I do not want the baby to crawl into the sea. But I do not think it is my job to stop the baby crawling into the sea. I did not make the baby. I did not bring it here to this beach. I certainly did not leave the baby to eat sand and crawl through seaweed while I read Cosmopolitan or dry hump my girlfriend’s leg. I do not want the baby to crawl into the sea but a small, mean part of me thinks it would be quite proper for the man and woman to look up, seconds from now, and see the baby about to crawl into the sea and in that brief, heart stopping moment, realise—perhaps for the first time—that they are dreadful, selfish people who do not deserve this baby or this beach.

I have abandoned my book. It is impossible to concentrate with the moment tottering in front of me, like a baby up to its oxters in the rising tide. I have given up on my book though I’m still holding it like a shield in front of my face. I am sideways watching the man and the woman. I am waiting, waiting, still waiting for them to look up and notice the baby, when the wave comes crashing in. I do not see the wave until I hear it. The wave sounds like handfuls of pebbles dropped from a great height. The baby screams. Then the woman. Then the man.

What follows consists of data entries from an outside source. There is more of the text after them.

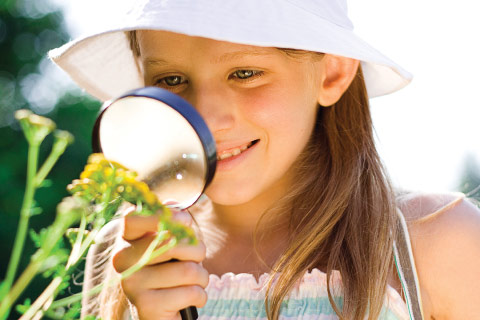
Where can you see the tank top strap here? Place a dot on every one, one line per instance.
(405, 266)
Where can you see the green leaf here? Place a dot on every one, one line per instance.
(22, 308)
(3, 290)
(45, 183)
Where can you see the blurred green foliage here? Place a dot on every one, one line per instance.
(470, 178)
(28, 29)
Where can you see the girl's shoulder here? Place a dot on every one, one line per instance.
(445, 234)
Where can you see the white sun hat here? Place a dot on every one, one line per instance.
(103, 64)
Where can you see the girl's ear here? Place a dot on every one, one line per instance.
(337, 74)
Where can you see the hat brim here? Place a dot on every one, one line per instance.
(104, 65)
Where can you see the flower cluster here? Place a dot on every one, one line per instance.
(102, 176)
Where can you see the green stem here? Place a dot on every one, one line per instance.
(33, 150)
(149, 254)
(56, 232)
(43, 300)
(75, 253)
(57, 150)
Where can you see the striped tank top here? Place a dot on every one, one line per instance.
(241, 296)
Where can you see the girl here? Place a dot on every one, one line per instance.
(300, 220)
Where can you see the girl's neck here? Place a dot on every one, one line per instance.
(230, 234)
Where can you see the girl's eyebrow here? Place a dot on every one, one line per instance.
(226, 57)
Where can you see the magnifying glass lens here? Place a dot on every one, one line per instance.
(165, 142)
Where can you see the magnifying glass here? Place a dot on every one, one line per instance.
(165, 140)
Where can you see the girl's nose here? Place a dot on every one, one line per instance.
(215, 107)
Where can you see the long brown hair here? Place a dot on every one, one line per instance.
(341, 210)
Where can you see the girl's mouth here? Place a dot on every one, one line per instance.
(235, 152)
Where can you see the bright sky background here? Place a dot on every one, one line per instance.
(426, 130)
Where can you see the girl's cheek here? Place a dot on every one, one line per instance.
(267, 105)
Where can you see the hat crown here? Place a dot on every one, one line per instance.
(335, 11)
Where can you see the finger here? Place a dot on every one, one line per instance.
(130, 253)
(172, 300)
(183, 216)
(136, 226)
(167, 275)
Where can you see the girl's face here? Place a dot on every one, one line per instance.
(259, 103)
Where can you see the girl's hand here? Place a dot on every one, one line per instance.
(162, 287)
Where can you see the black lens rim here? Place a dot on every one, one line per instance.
(181, 106)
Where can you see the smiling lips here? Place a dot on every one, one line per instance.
(234, 152)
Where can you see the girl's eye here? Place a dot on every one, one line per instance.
(171, 81)
(245, 74)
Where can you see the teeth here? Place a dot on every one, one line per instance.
(234, 152)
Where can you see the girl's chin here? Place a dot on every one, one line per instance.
(222, 197)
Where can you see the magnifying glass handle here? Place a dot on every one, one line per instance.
(189, 313)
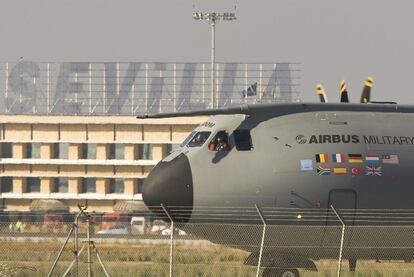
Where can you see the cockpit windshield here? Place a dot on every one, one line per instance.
(187, 140)
(196, 139)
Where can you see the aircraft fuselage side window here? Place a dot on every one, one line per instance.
(188, 139)
(220, 142)
(243, 140)
(199, 139)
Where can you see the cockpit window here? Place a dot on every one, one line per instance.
(187, 140)
(220, 142)
(199, 139)
(196, 139)
(243, 140)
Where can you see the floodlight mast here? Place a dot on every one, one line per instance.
(212, 18)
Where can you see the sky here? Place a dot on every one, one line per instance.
(331, 39)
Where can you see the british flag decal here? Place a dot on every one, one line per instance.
(373, 171)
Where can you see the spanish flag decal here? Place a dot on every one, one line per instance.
(322, 158)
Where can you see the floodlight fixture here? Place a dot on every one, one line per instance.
(212, 18)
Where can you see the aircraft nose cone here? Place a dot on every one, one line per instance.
(170, 183)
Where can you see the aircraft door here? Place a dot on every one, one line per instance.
(344, 202)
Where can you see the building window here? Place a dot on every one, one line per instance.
(33, 184)
(89, 151)
(61, 184)
(140, 184)
(144, 151)
(6, 184)
(33, 150)
(117, 151)
(6, 150)
(88, 185)
(116, 185)
(60, 150)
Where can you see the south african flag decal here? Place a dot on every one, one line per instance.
(323, 170)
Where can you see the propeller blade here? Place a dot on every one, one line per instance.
(344, 93)
(366, 92)
(321, 93)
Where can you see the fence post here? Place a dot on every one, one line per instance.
(259, 263)
(342, 241)
(171, 237)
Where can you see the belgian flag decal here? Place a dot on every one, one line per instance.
(322, 158)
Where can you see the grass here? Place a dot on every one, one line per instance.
(147, 260)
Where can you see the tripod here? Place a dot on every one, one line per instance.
(88, 244)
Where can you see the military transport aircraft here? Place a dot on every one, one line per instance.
(304, 155)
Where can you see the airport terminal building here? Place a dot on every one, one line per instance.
(69, 132)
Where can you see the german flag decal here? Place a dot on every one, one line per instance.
(322, 158)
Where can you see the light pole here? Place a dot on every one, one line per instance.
(212, 18)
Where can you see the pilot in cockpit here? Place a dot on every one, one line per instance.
(219, 143)
(198, 140)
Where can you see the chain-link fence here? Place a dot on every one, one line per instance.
(227, 241)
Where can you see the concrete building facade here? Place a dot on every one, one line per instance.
(100, 160)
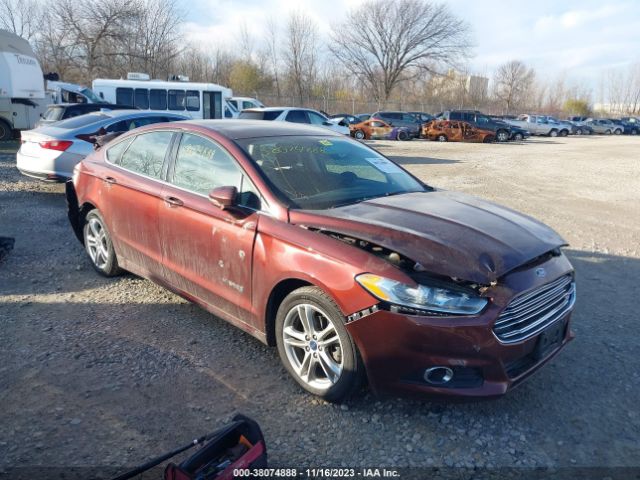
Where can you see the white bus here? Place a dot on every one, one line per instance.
(197, 100)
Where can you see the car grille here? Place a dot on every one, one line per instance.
(531, 312)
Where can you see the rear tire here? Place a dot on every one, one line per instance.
(5, 131)
(502, 135)
(99, 247)
(315, 347)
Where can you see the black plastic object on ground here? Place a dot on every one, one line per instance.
(237, 445)
(6, 245)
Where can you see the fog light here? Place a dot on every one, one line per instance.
(438, 375)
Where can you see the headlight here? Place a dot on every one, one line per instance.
(422, 297)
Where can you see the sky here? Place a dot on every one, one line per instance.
(574, 40)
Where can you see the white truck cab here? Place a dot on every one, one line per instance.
(22, 94)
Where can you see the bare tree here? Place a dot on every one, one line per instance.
(97, 32)
(22, 17)
(154, 37)
(301, 53)
(273, 52)
(513, 80)
(382, 42)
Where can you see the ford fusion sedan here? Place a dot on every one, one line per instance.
(51, 151)
(320, 246)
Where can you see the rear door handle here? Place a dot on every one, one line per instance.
(174, 202)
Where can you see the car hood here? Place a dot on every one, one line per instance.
(448, 233)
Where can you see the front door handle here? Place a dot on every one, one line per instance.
(174, 202)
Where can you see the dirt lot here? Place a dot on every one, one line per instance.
(97, 372)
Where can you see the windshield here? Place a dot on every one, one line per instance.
(322, 172)
(87, 92)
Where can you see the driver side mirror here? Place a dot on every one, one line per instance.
(224, 197)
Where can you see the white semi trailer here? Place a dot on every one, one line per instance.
(22, 93)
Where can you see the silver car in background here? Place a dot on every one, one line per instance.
(52, 151)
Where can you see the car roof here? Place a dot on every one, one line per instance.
(239, 129)
(133, 113)
(274, 109)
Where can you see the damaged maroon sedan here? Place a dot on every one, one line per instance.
(319, 245)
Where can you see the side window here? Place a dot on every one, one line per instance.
(115, 152)
(193, 100)
(297, 116)
(158, 99)
(124, 96)
(146, 154)
(202, 165)
(141, 98)
(315, 119)
(176, 100)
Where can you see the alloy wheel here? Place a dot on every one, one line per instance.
(312, 345)
(96, 243)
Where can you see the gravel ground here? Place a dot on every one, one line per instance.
(97, 371)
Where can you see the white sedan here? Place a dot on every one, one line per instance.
(294, 115)
(50, 152)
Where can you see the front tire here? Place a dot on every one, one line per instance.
(5, 131)
(98, 244)
(315, 347)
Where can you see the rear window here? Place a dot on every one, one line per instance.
(176, 100)
(54, 113)
(82, 120)
(158, 99)
(268, 115)
(124, 96)
(141, 99)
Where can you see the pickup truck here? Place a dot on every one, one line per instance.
(539, 125)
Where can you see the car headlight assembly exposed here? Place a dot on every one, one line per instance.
(422, 298)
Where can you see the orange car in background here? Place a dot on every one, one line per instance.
(456, 131)
(376, 129)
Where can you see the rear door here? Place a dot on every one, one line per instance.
(133, 191)
(207, 252)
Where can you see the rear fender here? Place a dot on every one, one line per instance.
(73, 210)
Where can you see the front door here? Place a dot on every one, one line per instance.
(211, 105)
(133, 199)
(207, 252)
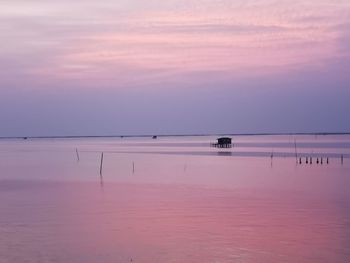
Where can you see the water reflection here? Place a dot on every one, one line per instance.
(171, 207)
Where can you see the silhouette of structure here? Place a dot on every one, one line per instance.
(223, 142)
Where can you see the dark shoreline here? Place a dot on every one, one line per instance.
(172, 135)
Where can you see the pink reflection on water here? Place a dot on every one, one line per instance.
(80, 222)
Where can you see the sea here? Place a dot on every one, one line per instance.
(268, 198)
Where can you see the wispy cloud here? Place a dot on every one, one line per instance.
(89, 42)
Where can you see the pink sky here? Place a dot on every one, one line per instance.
(128, 45)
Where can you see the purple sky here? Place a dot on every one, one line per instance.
(165, 67)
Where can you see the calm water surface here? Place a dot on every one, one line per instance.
(175, 199)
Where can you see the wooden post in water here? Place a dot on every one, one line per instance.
(296, 154)
(76, 150)
(101, 164)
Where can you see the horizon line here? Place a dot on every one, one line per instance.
(171, 135)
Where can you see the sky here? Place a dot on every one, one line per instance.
(132, 67)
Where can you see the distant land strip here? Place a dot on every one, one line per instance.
(171, 135)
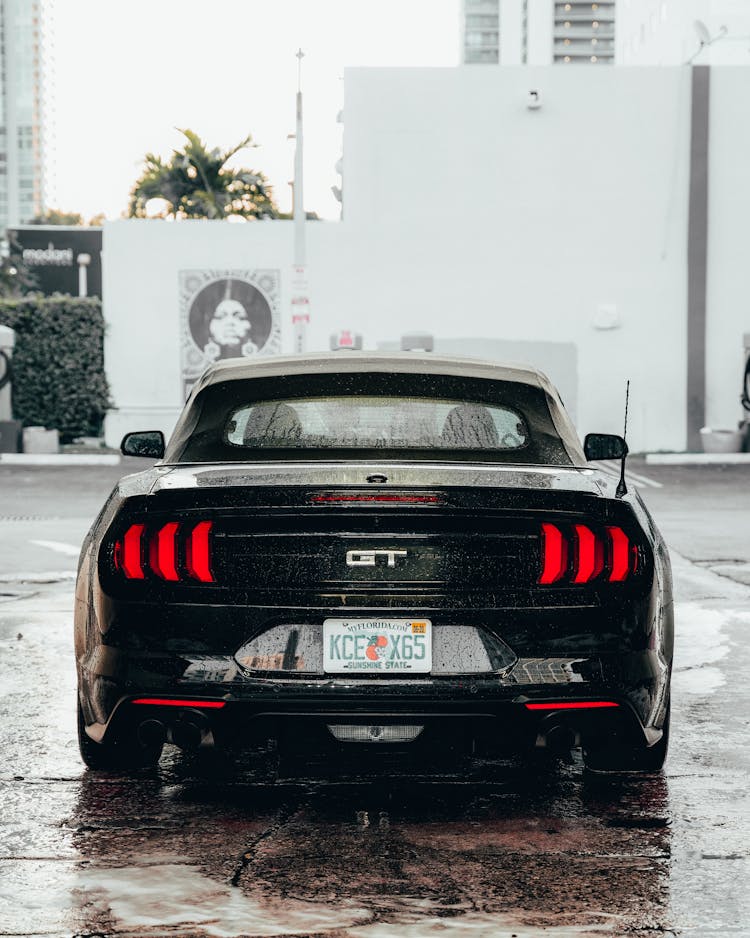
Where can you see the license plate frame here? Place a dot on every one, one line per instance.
(377, 646)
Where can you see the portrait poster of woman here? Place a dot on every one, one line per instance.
(227, 314)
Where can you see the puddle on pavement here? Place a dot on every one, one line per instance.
(700, 645)
(374, 860)
(181, 899)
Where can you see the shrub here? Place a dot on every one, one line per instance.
(58, 363)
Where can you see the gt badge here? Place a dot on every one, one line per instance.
(368, 558)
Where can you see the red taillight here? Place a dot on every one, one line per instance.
(198, 552)
(573, 705)
(620, 555)
(158, 552)
(172, 702)
(163, 553)
(554, 554)
(594, 553)
(131, 556)
(589, 554)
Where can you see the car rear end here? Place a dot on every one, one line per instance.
(527, 608)
(379, 555)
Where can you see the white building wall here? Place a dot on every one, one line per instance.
(492, 219)
(729, 244)
(469, 215)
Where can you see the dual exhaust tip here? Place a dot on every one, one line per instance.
(190, 730)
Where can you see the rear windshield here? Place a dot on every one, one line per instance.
(362, 422)
(366, 415)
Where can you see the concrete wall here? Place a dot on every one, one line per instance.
(484, 217)
(728, 288)
(469, 216)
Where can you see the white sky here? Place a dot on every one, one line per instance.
(128, 72)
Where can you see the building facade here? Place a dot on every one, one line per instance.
(677, 32)
(537, 32)
(21, 111)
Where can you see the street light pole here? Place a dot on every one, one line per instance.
(299, 290)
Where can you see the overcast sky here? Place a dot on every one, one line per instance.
(128, 72)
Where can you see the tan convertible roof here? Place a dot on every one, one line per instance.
(345, 362)
(354, 362)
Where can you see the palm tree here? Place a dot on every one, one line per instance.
(196, 183)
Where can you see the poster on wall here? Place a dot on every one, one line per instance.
(227, 314)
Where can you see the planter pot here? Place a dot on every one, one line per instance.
(721, 441)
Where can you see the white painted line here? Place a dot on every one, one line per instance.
(52, 577)
(697, 459)
(59, 459)
(70, 550)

I look up from my book. I arrange my face appropriately. This is the face of someone who has only just noticed a baby being swept out to sea. I rise to my feet. I sprint down the beach, through the seaweed, to the sea’s edge. My mouth says all the right words. Mostly expletives. My head is much neater. It is already rearranging the last few minutes, moving myself to the edge of the picture. Later, when I recount the afternoon’s events to Sean, I will be almost absent. I will say, it was so very sad, in such a way that Sean understands the baby had nothing to do with me.